Synonyms Acute tyrosine depletion; Acute tyrosine/phenylalanine depletion Definition The acute phenylalanine/tyrosine depletion (APTD) method was developed as a safe and rapid way to transiently decrease dopamine (DA) neurotransmission in humans. The method entails the administration of a protein mixture that is selectively deficient in amino acids (AA) that are used to make DA. Since ingestion of this mixture decreases the availability of the necessary raw material, the neurotransmitter's synthesis and availability for release decrease as well.
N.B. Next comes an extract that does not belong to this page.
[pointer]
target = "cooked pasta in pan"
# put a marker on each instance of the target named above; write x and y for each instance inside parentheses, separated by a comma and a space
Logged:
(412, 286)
A manipulation based on the same principles – acute tryptophan depletion (ATD) – is widely used to transiently decrease serotonin transmission. See entry " ▶ Acute Tryptophan Depletion " by Simon N. Young. Current Concepts and State of Knowledge The Catecholamine Metabolic Pathway DA is a monoamine. As the name suggests it is made from a single amine, in this case the essential AA, phenylalanine. Essential AAs are those that we need to obtain from our diet. When we ingest protein, phenylalanine is cleaved, and the liver enzyme phenylalanine hydroxylase (PH) adds a hydroxyl group (oxygen + hydrogen, OH) to yield tyrosine. Tyrosine, in turn, can also be obtained from our diet. Irrespective of how we obtain it, tyrosine can then be carried across the blood-brain barrier by a two-tiered transport system (one active and saturable, the other diffusional) that acts on various large neutral AAs (LNAA: phenylalanine, tyrosine, tryptophan, valine, leucine, isoleucine, histidine, and methionine). Tyrosine can then enter DA neurons via a similar transport system on the cell's membrane. Inside the DA cell, tyrosine is a substrate for tyrosine hydroxylase (TH). TH adds a second OH group to yield 3,4-dihydroxy-L-phenylalanine, more commonly known as L-dopa. L-dopa is then a substrate for L-aromatic amino acid decarboxylase (AAAD or AADC) producing DA. Finally, vesicular monoamine transporters remove DA molecules from the cytosol and place them in storage vesicles. Within noradrenergic neurons, these vesicles contain dopamine-b-hydroxylase (DbH), an enzyme that hydroxylates the DA to norepinephrine (NE). DbH and AADC are 100–1,000 times more active than TH, and the hydroxylation of tyrosine to L-dopa is considered the rate-limiting step (Fig. 1).